The North Korean crisis reaches back farther than the presidential administration of Donald Trump, or even those of Barack Obama, George W. Bush, or Bill Clinton, whose failures to rein in the Democratic People’s Republic of Korea’s (DPRK) nuclear program the current president likes to lambaste. It preceded the reigns of Kim Jong Un and his father Kim Jong Il, or the rise to power of General Secretary of the Chinese Communist Party Xi Jinping. Nuclear power and the global regime of laws, institutions, and hierarchies that structures its possession and use have linked East Asian to world history, domestic to international politics, national identity to national security, and the Cold War to the progressive dysfunction that came after. Understanding these connections promises to shed light on the most dangerous nuclear crisis since the Iraq War, or at least why it has been handled with such belligerence and so little intercultural sensitivity.

This panel approaches the standoff over North Korea’s nuclear and ballistic missile programs from multiple historical perspectives, heeding the institutional, cultural, and geopolitical contexts from which it emerged. Politicians posturing for audiences at home and abroad regularly invoke myth or makes assumptions about how societies and states think about nuclear weapons as opportunity or threat, or why the entangled histories of East Asian states (China, North Korea, South Korea, Japan) and the United States matter. The presenters will view the North Korean nuclear crisis from three vantage points to deepen or even explode the prevailing (and often facile) representations of a complex phenomenon.
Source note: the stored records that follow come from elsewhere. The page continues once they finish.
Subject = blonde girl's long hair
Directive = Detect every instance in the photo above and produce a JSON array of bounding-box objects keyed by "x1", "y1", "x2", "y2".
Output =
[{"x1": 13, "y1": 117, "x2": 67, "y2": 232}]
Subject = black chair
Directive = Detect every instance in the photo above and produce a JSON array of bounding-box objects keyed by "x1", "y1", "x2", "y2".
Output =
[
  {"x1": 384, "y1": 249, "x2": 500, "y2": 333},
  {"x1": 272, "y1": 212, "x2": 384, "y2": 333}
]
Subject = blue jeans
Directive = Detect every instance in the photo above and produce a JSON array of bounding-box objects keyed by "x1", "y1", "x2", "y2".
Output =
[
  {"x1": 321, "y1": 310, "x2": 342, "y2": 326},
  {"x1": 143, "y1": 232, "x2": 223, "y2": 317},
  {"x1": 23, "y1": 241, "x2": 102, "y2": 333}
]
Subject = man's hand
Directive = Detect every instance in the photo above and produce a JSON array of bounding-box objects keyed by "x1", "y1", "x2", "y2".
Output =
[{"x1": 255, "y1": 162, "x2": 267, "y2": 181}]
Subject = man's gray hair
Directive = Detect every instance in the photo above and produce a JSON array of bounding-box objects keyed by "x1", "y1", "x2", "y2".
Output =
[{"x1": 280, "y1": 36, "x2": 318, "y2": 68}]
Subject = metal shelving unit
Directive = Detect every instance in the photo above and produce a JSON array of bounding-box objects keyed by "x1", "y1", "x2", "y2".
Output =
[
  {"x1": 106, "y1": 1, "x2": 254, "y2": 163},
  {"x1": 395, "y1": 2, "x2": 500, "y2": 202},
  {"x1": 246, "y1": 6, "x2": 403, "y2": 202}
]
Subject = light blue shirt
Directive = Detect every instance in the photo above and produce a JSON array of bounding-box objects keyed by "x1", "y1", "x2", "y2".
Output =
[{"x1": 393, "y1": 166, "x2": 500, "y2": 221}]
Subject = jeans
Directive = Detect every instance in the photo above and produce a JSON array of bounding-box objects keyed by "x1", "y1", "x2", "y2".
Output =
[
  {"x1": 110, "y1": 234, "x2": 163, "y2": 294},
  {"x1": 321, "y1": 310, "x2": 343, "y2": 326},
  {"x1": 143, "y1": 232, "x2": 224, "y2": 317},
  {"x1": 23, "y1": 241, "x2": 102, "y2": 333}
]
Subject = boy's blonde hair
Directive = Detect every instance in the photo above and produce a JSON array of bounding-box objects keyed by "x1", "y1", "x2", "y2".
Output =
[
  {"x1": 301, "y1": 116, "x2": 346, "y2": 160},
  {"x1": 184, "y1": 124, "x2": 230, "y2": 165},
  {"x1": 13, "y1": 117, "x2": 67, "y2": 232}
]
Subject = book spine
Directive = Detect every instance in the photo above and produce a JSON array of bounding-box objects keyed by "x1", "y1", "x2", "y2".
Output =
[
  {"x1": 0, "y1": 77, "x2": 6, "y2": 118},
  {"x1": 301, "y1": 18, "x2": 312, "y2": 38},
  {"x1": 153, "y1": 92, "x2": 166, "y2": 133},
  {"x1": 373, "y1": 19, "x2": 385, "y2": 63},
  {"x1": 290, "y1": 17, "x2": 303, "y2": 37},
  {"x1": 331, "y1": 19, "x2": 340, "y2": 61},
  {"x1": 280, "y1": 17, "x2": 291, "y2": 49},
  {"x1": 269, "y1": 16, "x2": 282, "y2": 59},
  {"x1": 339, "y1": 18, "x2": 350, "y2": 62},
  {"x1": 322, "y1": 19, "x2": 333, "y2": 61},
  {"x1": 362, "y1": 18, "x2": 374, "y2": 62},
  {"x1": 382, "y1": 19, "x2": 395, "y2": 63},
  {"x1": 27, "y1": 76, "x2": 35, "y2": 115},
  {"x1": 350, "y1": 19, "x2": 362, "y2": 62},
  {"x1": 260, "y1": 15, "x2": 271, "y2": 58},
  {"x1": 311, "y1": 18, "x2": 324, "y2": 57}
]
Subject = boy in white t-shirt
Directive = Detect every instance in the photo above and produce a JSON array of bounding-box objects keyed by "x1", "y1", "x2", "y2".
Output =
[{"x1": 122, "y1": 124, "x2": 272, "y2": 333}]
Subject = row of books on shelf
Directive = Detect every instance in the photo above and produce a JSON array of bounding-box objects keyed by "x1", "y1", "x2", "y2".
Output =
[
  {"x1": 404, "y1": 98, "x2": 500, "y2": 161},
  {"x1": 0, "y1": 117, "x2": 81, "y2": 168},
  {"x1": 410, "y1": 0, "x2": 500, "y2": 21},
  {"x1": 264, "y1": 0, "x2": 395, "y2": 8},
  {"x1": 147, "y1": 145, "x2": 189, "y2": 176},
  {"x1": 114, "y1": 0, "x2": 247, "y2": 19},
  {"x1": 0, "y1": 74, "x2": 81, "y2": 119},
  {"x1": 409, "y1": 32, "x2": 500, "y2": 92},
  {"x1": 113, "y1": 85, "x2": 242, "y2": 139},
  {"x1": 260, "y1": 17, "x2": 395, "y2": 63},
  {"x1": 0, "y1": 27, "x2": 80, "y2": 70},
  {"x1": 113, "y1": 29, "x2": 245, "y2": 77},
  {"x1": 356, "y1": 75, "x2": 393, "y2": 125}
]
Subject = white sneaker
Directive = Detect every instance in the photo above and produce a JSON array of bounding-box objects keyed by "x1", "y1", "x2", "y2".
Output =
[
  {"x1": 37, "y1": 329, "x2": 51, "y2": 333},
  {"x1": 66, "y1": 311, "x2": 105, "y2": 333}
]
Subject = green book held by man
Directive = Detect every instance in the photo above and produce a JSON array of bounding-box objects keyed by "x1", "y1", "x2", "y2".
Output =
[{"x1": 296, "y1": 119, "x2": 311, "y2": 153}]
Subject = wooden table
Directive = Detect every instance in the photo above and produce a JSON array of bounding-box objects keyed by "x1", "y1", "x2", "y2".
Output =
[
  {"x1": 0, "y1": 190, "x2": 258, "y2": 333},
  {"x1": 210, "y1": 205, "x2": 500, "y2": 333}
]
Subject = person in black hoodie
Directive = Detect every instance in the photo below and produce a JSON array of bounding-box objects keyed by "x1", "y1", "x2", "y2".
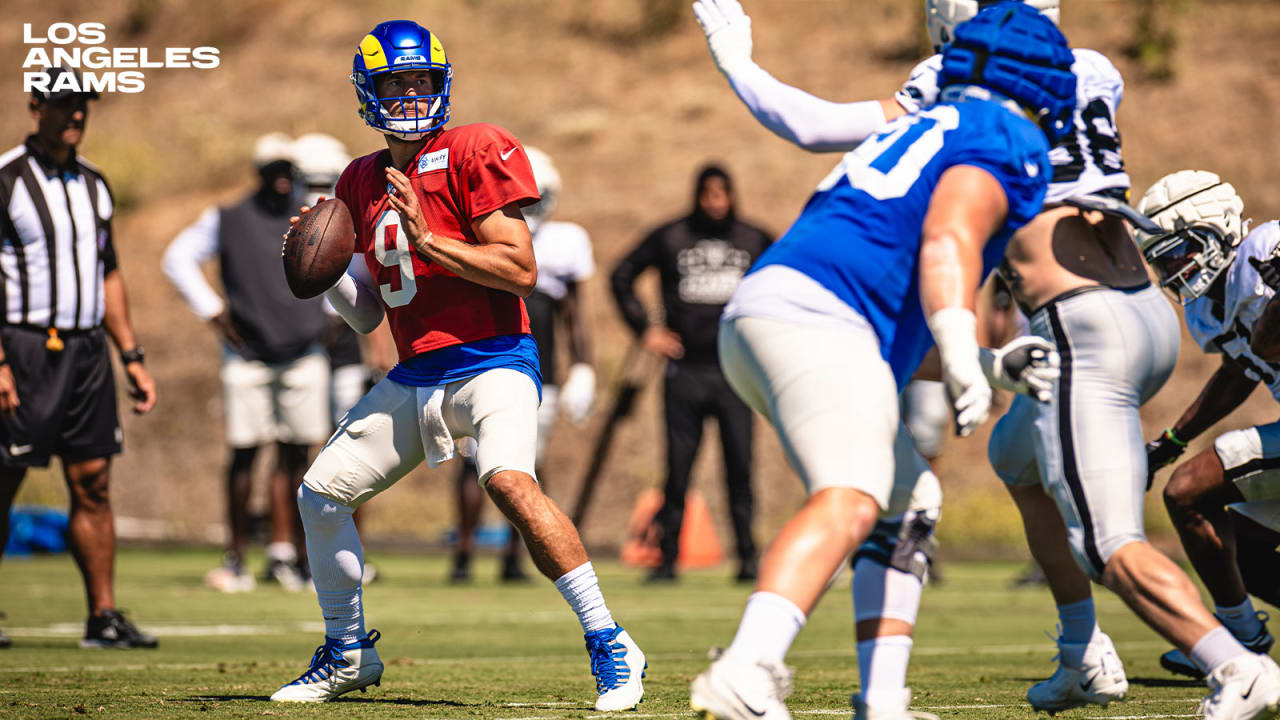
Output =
[
  {"x1": 163, "y1": 134, "x2": 330, "y2": 593},
  {"x1": 611, "y1": 164, "x2": 771, "y2": 582}
]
While the Trump administration has introduced the term “Indo-Pacific” to delineate a geostrategic region from the Indian sub-continent to Hawai’i, the controversy over Pyongyang’s nuclear miscreance obscures its significance for the immediate neighborhood. While it is commonplace to maintain that only the People’s Republic of China (PRC) can “fix” this problem, little attention has been paid to how Trump’s ‘America First’ is colliding both symbolically and discursively with Xi Jinping’s ‘Chinese Dream’.

Coverage of the crisis also tends to neglect a particularly interested and anxious stakeholder—the Republic of Korea. As the election of Moon Jae-in shows, there are riptides of anti-American and pacifist sentiment in South Korea that run against the militarized response of the United States government. Grasping the divisions within South Korean society reveals that potential rifts between Seoul and Washington go deeper than appearances suggest.

How the international community has marginalized, disciplined, and punished the DPRK is also far from unprecedented. The origins of the U.S.-led nuclear order lay precisely in ostracizing the original rogue state in East Asia during the Cold War—Mao’s Tse-Tung’s People’s Republic of China. While the rhetoric of non-proliferation underscores the catastrophic (even existential) threat that the spread of nuclear weapons pose, it started as a ploy to justify mainland China’s exclusion from the United Nations at a moment when the Kennedy and Johnson administrations in the United States and the Khrushchev and Brezhnev-led politburos in the Soviet Union found common cause amid the Sino-Soviet split.